I have a love/hate relationship with holidays while my husband is deployed. Aside from the emotional toll they take, I struggle with how to make him feel included in special occasions from so far away. Some holidays are harder than others to bring him into the fold, but Father’s Day is the toughest – a whole day centered on him when he’s not physically here with us. So, how do we celebrate daddy while he’s deployed?
I’ve learned from experience that planning ahead is necessary. Some care packages take four to eight weeks to arrive because of his remote location. Therefore, I shy away from sending anything perishable and ship far in advance. I’ve come up with a variety of ways to celebrate our soldier on this holiday with a little help from my kids.

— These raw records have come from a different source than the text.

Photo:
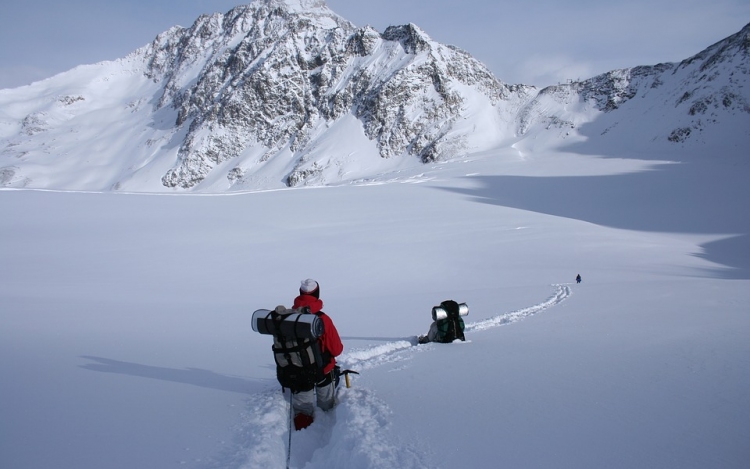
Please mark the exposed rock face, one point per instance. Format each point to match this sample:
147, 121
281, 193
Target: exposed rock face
270, 72
253, 97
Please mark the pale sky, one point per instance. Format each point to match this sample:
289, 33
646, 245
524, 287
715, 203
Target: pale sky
535, 42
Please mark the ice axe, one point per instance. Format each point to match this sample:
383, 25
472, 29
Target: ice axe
346, 374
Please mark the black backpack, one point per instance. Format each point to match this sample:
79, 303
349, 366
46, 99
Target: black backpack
450, 324
296, 349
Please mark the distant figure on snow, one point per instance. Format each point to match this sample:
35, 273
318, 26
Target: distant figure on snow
330, 347
447, 323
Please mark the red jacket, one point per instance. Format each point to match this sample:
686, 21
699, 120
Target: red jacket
330, 341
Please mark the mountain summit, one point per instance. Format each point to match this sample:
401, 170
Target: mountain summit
286, 92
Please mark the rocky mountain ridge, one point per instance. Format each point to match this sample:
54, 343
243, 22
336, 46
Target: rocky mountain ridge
243, 99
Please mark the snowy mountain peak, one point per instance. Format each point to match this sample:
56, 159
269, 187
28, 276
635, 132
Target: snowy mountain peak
286, 92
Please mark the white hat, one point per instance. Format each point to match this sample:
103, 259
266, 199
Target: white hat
308, 286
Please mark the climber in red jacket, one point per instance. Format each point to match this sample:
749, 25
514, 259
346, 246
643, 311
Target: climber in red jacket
330, 346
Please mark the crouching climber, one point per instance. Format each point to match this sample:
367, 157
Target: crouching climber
447, 323
305, 344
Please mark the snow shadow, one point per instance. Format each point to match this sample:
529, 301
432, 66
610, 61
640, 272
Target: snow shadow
192, 376
672, 198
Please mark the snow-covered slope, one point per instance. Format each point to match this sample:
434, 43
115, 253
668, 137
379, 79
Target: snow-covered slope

Here’s what my Father’s Day care package contains this year:
My son has recently started learning how to write, but my daughter can barely babble a few words. The perfect solution for both of these scenarios? Scribble painting. I gave them a few paints and small canvases that I picked-up at the craft store and let them go nuts. After it dried, I added vinyl letters and let them paint over everything again. Once the vinyl letters were peeled off, the word “daddy” was left among their artwork. The total cost for the project was under $10.
Clay Hand & Footprints
Salt dough is super easy and my kids love it. I’ve outlined the recipe and instructions that I use below. After your dough is ready to go, press your children’s hands or feet into the dough, then bake at 200 degrees for three hours or so. After it cools, your kids can paint to their heart’s desire. Total cost for this project was less than one dollar.
Salt Dough Recipe
- 1 cup of flour
- 1 cup of salt
- ½ cup warm water
Mix together and knead well. Allow to rest in shallow pan or bowl. Flip upside down to display the smooth side. Recipe renders one large or two small clay pieces.

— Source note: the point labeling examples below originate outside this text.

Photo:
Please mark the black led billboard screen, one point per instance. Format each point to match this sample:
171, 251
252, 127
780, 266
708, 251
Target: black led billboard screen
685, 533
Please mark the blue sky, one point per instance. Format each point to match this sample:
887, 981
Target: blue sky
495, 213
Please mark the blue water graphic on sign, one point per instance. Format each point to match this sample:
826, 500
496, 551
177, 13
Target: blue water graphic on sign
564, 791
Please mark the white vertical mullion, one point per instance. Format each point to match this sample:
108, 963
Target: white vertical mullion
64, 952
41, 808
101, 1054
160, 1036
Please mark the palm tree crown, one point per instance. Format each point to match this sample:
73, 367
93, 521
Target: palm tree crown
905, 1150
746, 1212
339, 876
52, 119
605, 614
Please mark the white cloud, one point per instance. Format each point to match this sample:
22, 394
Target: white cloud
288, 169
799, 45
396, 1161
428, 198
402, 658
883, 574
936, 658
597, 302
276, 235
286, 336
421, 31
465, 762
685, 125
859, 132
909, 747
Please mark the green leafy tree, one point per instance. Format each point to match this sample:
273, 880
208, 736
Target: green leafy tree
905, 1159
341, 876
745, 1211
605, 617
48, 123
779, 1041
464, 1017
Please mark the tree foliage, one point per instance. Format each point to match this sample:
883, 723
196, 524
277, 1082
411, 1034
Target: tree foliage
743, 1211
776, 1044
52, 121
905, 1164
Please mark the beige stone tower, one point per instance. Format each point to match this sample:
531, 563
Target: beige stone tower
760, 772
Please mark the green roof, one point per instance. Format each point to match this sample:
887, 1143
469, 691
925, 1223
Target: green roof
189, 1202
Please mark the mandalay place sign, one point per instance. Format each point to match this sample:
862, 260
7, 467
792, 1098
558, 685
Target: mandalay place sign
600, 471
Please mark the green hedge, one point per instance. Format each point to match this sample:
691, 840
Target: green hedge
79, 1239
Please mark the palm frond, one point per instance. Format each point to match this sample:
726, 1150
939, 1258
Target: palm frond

Online photo websites almost always have a coupon or discount available. I recently created an eight-by-eight book with photos and quotes from my kids. I asked them questions like, “What are the top three reasons why we love daddy?” and “When daddy gets home what’s the first thing we will do together?” Total cost for this project after taxes, shipping and discounts was less than $15.
One of the simplest things you can do is let your kids draw pictures and make cards for daddy. My son likes to draw pictures and then write a story – it’s not always legible, but the recipient is pretty forgiving.
Whatever you send, it will be well received, so don’t stress – enjoy it, be creative and have fun. Happy Father’s Day to soldier dads everywhere!